Akhita had forged the blade from the same iron he used to shoe horses, but he’d hardened it with a fast quench. It wasn’t fancy, but it did well for digging a stone from an ox’s hoof, slicing bread at dinner, and all the scores of other tasks a peasant needed a knife for.

The edge should have notched gold. It didn’t; not this gold.

“Let’s get back to the others,” Cashel said, straightening. He put his knife away so he had both hands for his quarterstaff. He didn’t think of a knife as a weapon; not that he needed a weapon here, not for any reasons he could point to. “We’ll tell them about the water.”

And they’d learn about the gold, too; but Cashel wasn’t sure he’d mention that.

He and Tilphosa started back the way they’d come, moving faster from familiarity with the route and because they knew where they were going. Both of them wanted to be away from whatever it was that had smashed up there on the knoll.

“In ancient times, there were beings whose ships flew through the air,” Tilphosa said. “The scriptures say.”

“I wouldn’t know about that,” Cashel said grimly. He wondered what scriptures she meant, but he didn’t ask. “I can’t read.”

He led on the descent as he had on the climb: if the girl slipped, he was there to catch her…and if he slipped, well, she wasn’t in the way to get hurt.

“Cashel?” she said. “Are you sure we’re going the right direction?”

“We’re a little to the side of how we came up,” he explained. “The clay here doesn’t have so many chunks of lava in it to trip over. We’ll come out on the other side of the point south of where we started, but we can walk along the beach to get back.”

Through the last screen of tree ferns, Cashel heard several men shouting. One called, “Captain Mounix! Everybody! Get over here now!”

“What’s the matter?” Tilphosa said in a tense, controlled voice at Cashel’s shoulder.
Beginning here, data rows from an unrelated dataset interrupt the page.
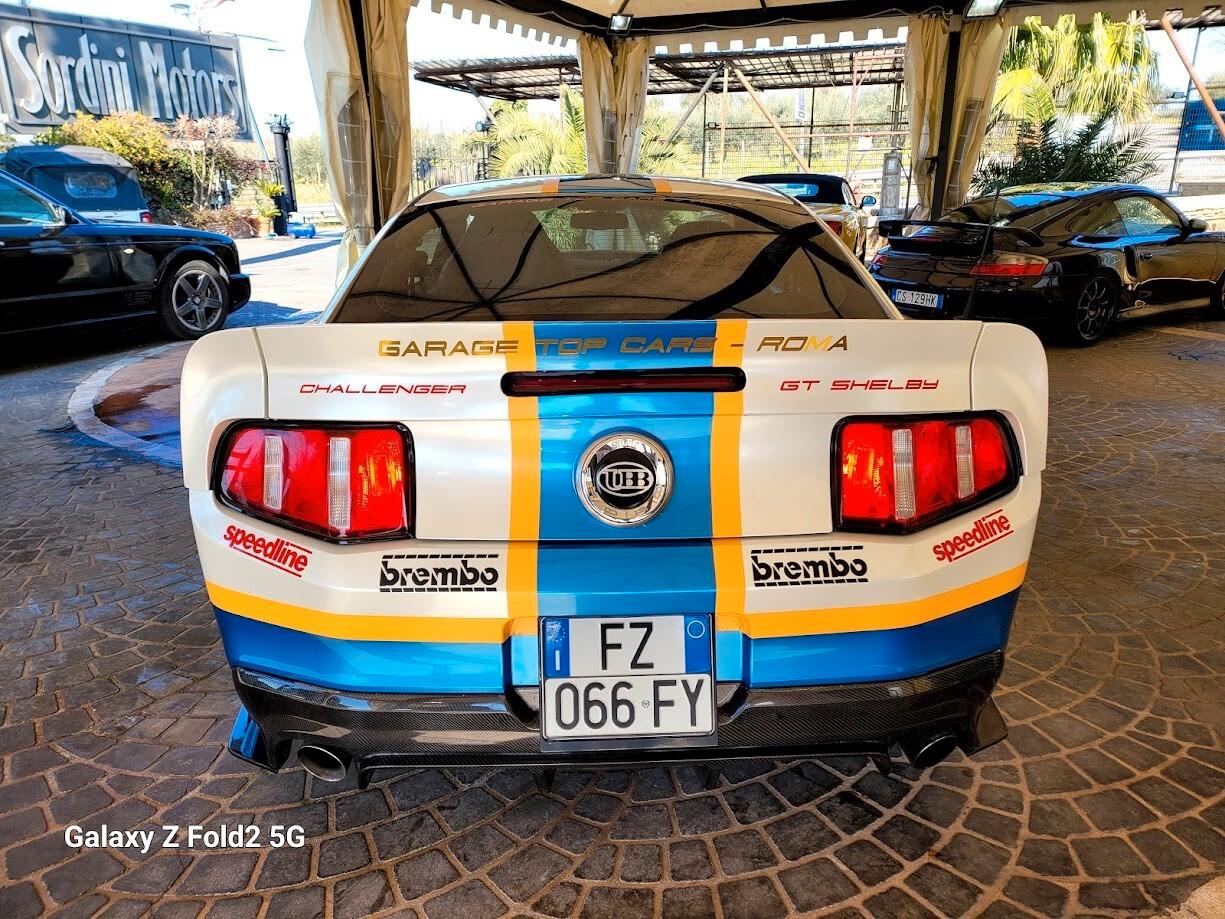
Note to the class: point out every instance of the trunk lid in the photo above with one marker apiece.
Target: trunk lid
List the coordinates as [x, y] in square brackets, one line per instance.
[753, 462]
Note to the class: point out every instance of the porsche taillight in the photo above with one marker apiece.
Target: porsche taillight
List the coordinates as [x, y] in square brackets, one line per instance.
[907, 473]
[341, 483]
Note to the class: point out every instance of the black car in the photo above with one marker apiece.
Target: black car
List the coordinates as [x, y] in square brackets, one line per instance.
[1074, 255]
[61, 268]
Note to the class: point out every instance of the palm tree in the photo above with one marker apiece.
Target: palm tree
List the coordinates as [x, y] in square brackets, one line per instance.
[526, 145]
[1090, 155]
[1065, 69]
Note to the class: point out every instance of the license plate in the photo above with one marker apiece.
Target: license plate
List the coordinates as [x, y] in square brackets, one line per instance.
[627, 676]
[918, 298]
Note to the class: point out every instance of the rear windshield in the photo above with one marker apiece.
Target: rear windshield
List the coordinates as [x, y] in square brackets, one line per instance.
[91, 188]
[606, 257]
[814, 192]
[1005, 211]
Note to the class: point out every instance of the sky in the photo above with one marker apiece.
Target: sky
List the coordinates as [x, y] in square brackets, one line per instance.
[275, 61]
[278, 80]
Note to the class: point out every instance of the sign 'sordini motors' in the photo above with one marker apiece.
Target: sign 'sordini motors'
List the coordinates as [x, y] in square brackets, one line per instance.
[53, 66]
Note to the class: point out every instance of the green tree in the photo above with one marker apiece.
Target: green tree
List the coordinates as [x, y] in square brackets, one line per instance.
[1082, 156]
[1067, 69]
[529, 145]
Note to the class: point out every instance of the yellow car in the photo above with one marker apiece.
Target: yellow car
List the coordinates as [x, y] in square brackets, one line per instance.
[831, 199]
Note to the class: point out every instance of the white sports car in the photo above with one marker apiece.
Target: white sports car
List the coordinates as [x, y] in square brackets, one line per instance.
[611, 469]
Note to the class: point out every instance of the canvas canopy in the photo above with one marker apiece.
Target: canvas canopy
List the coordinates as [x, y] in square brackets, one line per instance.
[357, 50]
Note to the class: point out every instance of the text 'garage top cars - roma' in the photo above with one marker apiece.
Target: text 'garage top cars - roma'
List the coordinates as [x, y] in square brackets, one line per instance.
[611, 468]
[1076, 255]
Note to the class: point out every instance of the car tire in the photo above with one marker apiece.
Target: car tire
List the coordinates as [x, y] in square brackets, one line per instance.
[1093, 311]
[194, 300]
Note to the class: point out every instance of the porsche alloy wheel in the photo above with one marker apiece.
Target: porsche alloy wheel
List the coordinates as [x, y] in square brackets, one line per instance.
[195, 300]
[1094, 311]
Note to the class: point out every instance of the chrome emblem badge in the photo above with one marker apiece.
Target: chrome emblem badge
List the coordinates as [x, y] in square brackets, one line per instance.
[625, 479]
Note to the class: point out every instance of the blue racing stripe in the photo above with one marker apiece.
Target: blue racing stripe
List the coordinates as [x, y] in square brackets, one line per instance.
[625, 578]
[361, 665]
[866, 657]
[569, 424]
[472, 667]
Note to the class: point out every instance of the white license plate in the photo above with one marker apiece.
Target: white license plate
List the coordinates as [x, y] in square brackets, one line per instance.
[627, 676]
[918, 298]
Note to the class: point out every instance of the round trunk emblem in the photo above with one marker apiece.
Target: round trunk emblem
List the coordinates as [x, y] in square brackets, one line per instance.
[625, 478]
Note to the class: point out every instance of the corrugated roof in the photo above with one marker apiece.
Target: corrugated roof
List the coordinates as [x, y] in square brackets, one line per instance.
[766, 69]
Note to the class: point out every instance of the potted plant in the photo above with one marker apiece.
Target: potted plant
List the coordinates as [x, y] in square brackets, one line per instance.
[267, 207]
[267, 211]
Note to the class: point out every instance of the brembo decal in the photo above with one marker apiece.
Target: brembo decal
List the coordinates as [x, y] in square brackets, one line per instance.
[278, 553]
[848, 385]
[809, 565]
[986, 529]
[433, 572]
[381, 389]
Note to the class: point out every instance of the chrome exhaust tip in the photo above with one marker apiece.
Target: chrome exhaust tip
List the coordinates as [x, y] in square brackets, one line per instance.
[929, 751]
[324, 763]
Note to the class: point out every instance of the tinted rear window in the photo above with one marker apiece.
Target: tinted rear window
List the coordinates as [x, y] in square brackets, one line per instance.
[606, 257]
[1007, 210]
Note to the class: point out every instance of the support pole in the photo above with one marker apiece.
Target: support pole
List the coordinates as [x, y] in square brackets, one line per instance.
[723, 123]
[1194, 77]
[700, 97]
[357, 11]
[778, 129]
[945, 143]
[854, 105]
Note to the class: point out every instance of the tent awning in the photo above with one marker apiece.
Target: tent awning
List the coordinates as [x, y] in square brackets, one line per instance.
[679, 26]
[773, 69]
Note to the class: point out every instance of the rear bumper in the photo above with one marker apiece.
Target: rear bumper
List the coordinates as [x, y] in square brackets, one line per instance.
[240, 291]
[396, 730]
[1011, 300]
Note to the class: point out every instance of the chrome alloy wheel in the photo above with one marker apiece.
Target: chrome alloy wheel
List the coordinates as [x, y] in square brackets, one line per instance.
[197, 300]
[1094, 309]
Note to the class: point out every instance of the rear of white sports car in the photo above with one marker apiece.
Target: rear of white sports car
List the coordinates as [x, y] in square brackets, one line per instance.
[613, 469]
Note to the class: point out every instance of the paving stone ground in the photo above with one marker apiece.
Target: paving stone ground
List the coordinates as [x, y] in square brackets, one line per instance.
[1106, 800]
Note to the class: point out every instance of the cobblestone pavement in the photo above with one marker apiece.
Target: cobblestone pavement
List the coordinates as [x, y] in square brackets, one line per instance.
[1108, 798]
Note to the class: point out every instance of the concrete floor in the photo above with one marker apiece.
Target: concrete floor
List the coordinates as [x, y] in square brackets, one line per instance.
[1106, 800]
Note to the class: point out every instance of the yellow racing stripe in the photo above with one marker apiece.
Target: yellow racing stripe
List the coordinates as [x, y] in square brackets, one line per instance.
[357, 626]
[363, 626]
[725, 525]
[876, 618]
[521, 553]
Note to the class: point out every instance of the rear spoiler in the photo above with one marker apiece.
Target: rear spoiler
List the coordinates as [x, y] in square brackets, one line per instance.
[964, 237]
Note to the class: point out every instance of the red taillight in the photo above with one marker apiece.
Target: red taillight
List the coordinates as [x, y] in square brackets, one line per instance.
[1010, 265]
[337, 483]
[905, 474]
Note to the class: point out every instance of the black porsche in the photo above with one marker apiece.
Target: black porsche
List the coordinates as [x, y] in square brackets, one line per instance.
[61, 268]
[1078, 256]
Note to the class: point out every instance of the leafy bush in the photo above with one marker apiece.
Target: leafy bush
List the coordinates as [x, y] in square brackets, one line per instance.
[177, 172]
[1044, 155]
[219, 219]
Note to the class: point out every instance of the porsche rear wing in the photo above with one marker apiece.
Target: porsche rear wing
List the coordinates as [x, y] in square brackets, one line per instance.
[952, 238]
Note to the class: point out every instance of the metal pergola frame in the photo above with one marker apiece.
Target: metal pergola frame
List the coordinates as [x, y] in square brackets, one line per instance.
[540, 77]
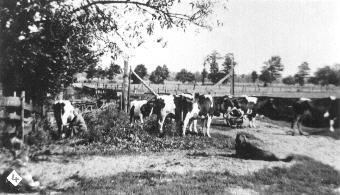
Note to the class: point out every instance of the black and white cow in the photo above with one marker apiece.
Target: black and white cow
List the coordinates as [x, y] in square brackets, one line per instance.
[141, 109]
[201, 107]
[163, 106]
[317, 109]
[248, 105]
[223, 105]
[66, 115]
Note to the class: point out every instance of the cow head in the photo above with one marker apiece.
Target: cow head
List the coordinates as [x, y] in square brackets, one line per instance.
[147, 109]
[227, 104]
[158, 104]
[63, 112]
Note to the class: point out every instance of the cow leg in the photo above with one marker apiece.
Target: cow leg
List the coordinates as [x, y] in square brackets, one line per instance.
[331, 125]
[186, 122]
[161, 123]
[132, 111]
[253, 122]
[141, 118]
[203, 127]
[298, 124]
[191, 125]
[208, 125]
[195, 126]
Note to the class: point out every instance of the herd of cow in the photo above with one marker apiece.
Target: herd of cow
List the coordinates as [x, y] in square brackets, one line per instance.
[186, 109]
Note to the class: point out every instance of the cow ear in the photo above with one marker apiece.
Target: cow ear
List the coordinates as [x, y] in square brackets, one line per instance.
[243, 138]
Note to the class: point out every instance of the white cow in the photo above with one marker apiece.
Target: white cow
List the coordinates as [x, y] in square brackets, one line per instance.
[66, 115]
[141, 109]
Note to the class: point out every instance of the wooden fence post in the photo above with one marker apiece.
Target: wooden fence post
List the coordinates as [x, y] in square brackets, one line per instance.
[22, 118]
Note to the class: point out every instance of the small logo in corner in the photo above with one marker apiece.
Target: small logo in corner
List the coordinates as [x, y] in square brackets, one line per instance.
[14, 178]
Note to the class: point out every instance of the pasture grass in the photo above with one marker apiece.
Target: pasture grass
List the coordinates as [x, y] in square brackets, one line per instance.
[306, 176]
[109, 133]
“Stay close,” he muttered. He held his staff crossways before him and crushed down the feathery fronds as he stepped onto the sand.

Three sailors stood around a fourth figure sprawled at the tide line. More crewmen were clambering over the rocky spine of the headland to join them; the captain was among the newcomers.
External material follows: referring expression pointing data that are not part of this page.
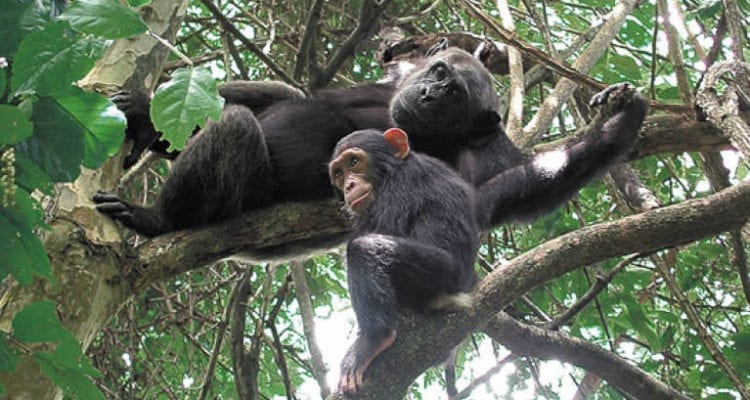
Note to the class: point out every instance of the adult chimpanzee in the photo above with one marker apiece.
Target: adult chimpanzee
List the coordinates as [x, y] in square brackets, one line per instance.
[243, 163]
[416, 221]
[415, 237]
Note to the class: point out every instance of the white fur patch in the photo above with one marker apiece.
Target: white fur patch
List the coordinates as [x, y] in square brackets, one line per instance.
[375, 241]
[551, 162]
[454, 301]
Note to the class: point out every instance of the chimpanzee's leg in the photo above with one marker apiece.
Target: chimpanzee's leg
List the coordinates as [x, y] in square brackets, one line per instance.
[224, 170]
[385, 272]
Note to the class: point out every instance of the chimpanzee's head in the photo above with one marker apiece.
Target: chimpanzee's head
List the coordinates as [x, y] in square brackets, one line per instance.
[361, 160]
[451, 95]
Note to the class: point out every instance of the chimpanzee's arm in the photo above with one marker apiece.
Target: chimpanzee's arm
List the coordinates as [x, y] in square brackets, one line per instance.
[385, 272]
[551, 178]
[135, 105]
[257, 95]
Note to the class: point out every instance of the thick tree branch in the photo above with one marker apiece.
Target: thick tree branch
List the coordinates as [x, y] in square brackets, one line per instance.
[426, 340]
[526, 340]
[368, 17]
[263, 235]
[229, 27]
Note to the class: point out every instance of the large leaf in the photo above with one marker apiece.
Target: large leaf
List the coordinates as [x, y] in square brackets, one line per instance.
[184, 103]
[38, 322]
[14, 125]
[21, 253]
[18, 18]
[57, 143]
[30, 176]
[8, 356]
[106, 18]
[49, 61]
[642, 324]
[69, 370]
[26, 215]
[100, 121]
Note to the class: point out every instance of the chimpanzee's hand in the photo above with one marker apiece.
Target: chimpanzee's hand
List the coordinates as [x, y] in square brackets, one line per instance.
[111, 205]
[350, 379]
[614, 97]
[131, 102]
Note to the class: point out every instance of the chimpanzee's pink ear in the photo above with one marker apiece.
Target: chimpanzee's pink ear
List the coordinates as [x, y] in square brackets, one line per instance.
[398, 139]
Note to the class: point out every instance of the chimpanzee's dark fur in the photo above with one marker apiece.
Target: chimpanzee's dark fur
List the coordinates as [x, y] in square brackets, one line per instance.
[415, 243]
[264, 156]
[418, 238]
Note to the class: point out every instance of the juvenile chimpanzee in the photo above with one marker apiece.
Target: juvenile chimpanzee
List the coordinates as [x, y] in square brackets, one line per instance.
[416, 221]
[414, 240]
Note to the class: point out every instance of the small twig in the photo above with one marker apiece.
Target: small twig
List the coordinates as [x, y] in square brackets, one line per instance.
[484, 378]
[171, 48]
[601, 282]
[302, 293]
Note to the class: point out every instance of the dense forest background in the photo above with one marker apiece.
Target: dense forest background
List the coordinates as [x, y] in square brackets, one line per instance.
[637, 289]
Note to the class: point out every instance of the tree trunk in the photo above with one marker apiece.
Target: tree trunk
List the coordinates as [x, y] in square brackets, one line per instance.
[86, 250]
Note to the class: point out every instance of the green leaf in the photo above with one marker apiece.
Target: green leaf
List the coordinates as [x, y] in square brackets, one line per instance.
[49, 61]
[106, 18]
[626, 66]
[8, 355]
[38, 322]
[25, 216]
[102, 124]
[14, 126]
[57, 143]
[17, 19]
[68, 375]
[21, 253]
[642, 324]
[183, 103]
[29, 176]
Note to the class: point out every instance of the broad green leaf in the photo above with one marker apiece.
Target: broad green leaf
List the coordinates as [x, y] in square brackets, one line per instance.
[626, 66]
[38, 322]
[14, 254]
[184, 103]
[17, 19]
[106, 18]
[70, 354]
[102, 124]
[642, 324]
[634, 33]
[49, 61]
[3, 78]
[14, 126]
[8, 356]
[29, 176]
[66, 374]
[25, 216]
[57, 143]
“What is it?” Mounix called. “Sister take you if you’re just shouting to exercise your lungs!”

He carried a short, curve-bladed sword unsheathed. Costas accompanied him with a bow, while Hook had a cudgel made from a length of spar.

“Well, look for yourself then!” snarled the sailor.
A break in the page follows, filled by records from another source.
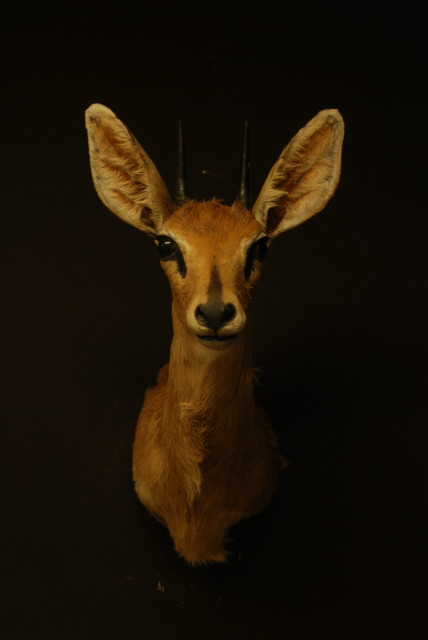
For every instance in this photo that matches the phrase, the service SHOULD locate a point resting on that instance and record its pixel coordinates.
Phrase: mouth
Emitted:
(217, 338)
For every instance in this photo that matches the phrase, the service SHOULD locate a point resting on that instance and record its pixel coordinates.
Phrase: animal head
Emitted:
(213, 253)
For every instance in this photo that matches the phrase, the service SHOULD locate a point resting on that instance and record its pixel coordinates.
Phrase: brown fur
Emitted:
(205, 455)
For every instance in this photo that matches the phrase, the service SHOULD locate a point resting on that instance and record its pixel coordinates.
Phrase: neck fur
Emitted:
(212, 388)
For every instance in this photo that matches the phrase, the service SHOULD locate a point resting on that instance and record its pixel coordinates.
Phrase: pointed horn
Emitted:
(180, 181)
(244, 187)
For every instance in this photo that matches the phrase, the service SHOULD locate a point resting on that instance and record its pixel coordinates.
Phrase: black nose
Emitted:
(214, 314)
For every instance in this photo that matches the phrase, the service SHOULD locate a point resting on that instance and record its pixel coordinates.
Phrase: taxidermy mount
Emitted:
(205, 455)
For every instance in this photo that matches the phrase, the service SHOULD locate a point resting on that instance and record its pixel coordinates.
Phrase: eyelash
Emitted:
(169, 250)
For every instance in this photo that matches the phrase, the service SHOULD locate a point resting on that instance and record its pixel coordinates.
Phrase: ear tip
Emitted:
(332, 117)
(96, 111)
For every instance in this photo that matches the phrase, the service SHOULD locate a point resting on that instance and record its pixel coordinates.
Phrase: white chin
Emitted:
(217, 343)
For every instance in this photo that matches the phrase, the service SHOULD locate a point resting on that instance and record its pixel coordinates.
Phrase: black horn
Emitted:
(180, 180)
(244, 187)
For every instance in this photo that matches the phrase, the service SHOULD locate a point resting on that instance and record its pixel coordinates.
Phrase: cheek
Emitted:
(179, 286)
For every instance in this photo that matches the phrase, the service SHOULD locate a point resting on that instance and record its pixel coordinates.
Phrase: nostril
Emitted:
(229, 313)
(214, 315)
(201, 316)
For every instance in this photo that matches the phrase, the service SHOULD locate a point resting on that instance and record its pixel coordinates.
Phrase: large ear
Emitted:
(125, 178)
(304, 177)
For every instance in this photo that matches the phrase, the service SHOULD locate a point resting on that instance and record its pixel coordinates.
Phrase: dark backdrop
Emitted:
(340, 331)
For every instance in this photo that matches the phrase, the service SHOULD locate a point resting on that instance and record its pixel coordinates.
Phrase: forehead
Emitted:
(200, 223)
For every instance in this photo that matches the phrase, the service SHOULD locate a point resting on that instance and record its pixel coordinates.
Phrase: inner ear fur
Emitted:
(304, 177)
(124, 176)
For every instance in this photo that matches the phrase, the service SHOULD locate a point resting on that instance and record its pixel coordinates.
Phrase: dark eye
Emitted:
(169, 250)
(257, 251)
(166, 247)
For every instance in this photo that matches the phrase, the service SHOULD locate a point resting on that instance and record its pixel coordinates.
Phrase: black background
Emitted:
(340, 327)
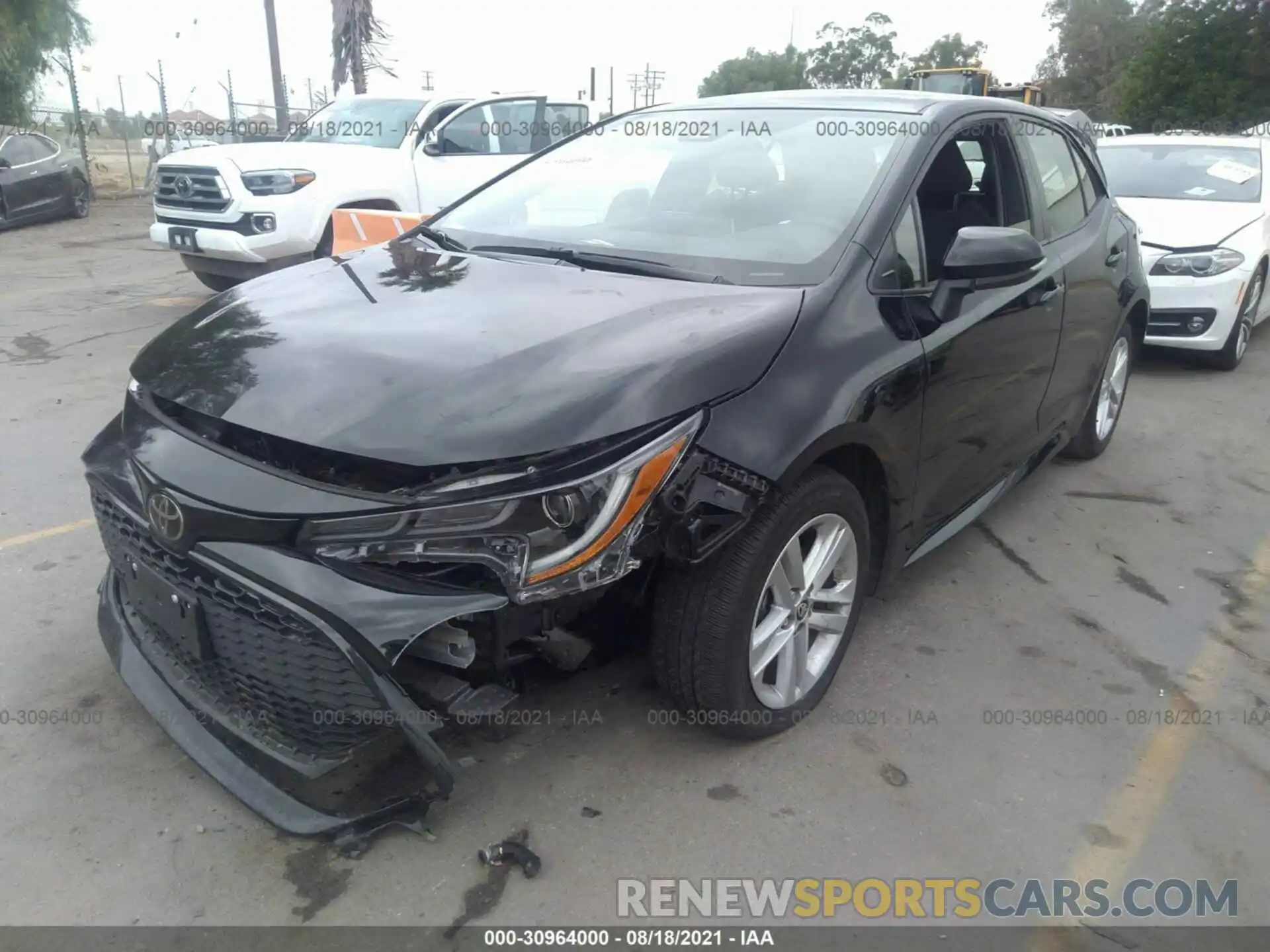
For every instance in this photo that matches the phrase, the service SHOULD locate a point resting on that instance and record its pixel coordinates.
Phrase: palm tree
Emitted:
(356, 44)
A quick glance showed Cashel all he needed to see of the torn corpse. It’d been a girl Tilphosa’s age or thereabouts before something clawed her chest open and devoured her heart and lungs.

Tilphosa gasped but didn’t scream. She had a right to scream. “That’s my maid Matone!” she said. “I thought she’d drowned.”

“No,” said Cashel. The girl had been alive when she was ripped open; otherwise, there wouldn’t have been so much blood. It must have happened during the night, though: the carrion was already starting to smell.

“What did this?” Mounix bellowed. “What hellspawn lives on this accursed island?”

Cashel turned to face the wall of vegetation. Unless they were luckier than he expected, they were going to learn the answer to the captain’s question the hard way.

5

Fingers closed on the pattern Ilna was knotting. She jerked back, confused by the contact and not really aware of her immediate surroundings.

The fingers were stronger than her own. They snatched the cords from her, crumpling the half-done curse…for curse it was, certain condemnation to the bleakest levels of Hell for the victim and for Ilna herself.

Her mind opened onto present existence. Chalcus faced her, holding her eyes as his fingers picked apart her knots with a seaman’s skill.

“Don’t do this thing, dear one,” Chalcus said calmly.

With the fury of a hornet, Ilna shouted, “Do you wish to spend forever with crows pecking your liver, little man! Do you doubt I can do that?

“I well know what you’re capable of doing; to me or to any man, dear heart,” Chalcus said. He reduced the pattern to individual cords and stroked them alongside one another on his callused palm. “In good time you’ll be able to do whatever you choose; but not just now. And not, I hope, in this way.”

He tilted his hand and dropped the hank of cords back into hers.

Merota had joined them, still wearing the single thin tunic in which she took her lessons. Ilna frowned. The girl knew better than to come out in public in such a scandalous state of undress!